Tudo bem – e não sei se isso aconteceu com mais alguém – que na página vinte eu já sabia exatamente o que estava acontecendo, e exatamente como o livro acabaria (mas não sabia o desenrolar, só sabia o desfecho do plot), MAS ISSO TEM UMA ÓTIMA EXPLICAÇÃO!

Nós começamos a ler Julia Quinn um pouco tarde, ou seja, com os Bridgertons, conhecemos bem demais seus personagens, como eles funcionam e do que são capazes. Não vou falar mais nada para não dar spoilers, mas quem tiver de me entender, já entendeu E BEM o que quero dizer.

E Elizabeth é meu tipo de mocinha: destemida, inteligente, altiva, boa, sincera, livre e autentica – e James e meu tipo de mocinho: engraçado, sincero, inteligente, sedutor, despretensioso, humilde e BEMMMM moderno para a época. Não tinha o que dar errado, meu povo!

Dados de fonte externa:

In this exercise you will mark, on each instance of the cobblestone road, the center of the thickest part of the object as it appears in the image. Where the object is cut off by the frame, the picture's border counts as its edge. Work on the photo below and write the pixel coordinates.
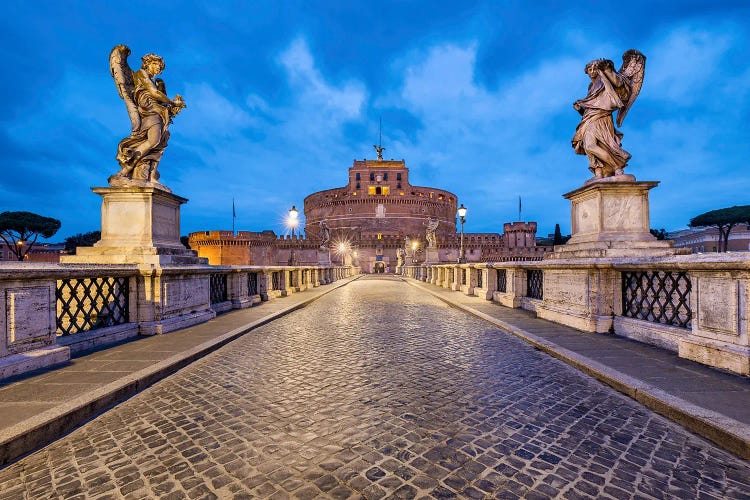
(377, 390)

O livro têm a participação de Caroline e Blake, agora Sr. E Sra. Ravenscroft e até aqui, eles deixaram o livro confuso e moroso. Acho que o problema é o casal, sabe?

Achei uma pena a série acabar por aqui. Julia se saiu tão bem neste livro que eu já estava querendo um livro para casar cada um dos irmãos de Elizabeth.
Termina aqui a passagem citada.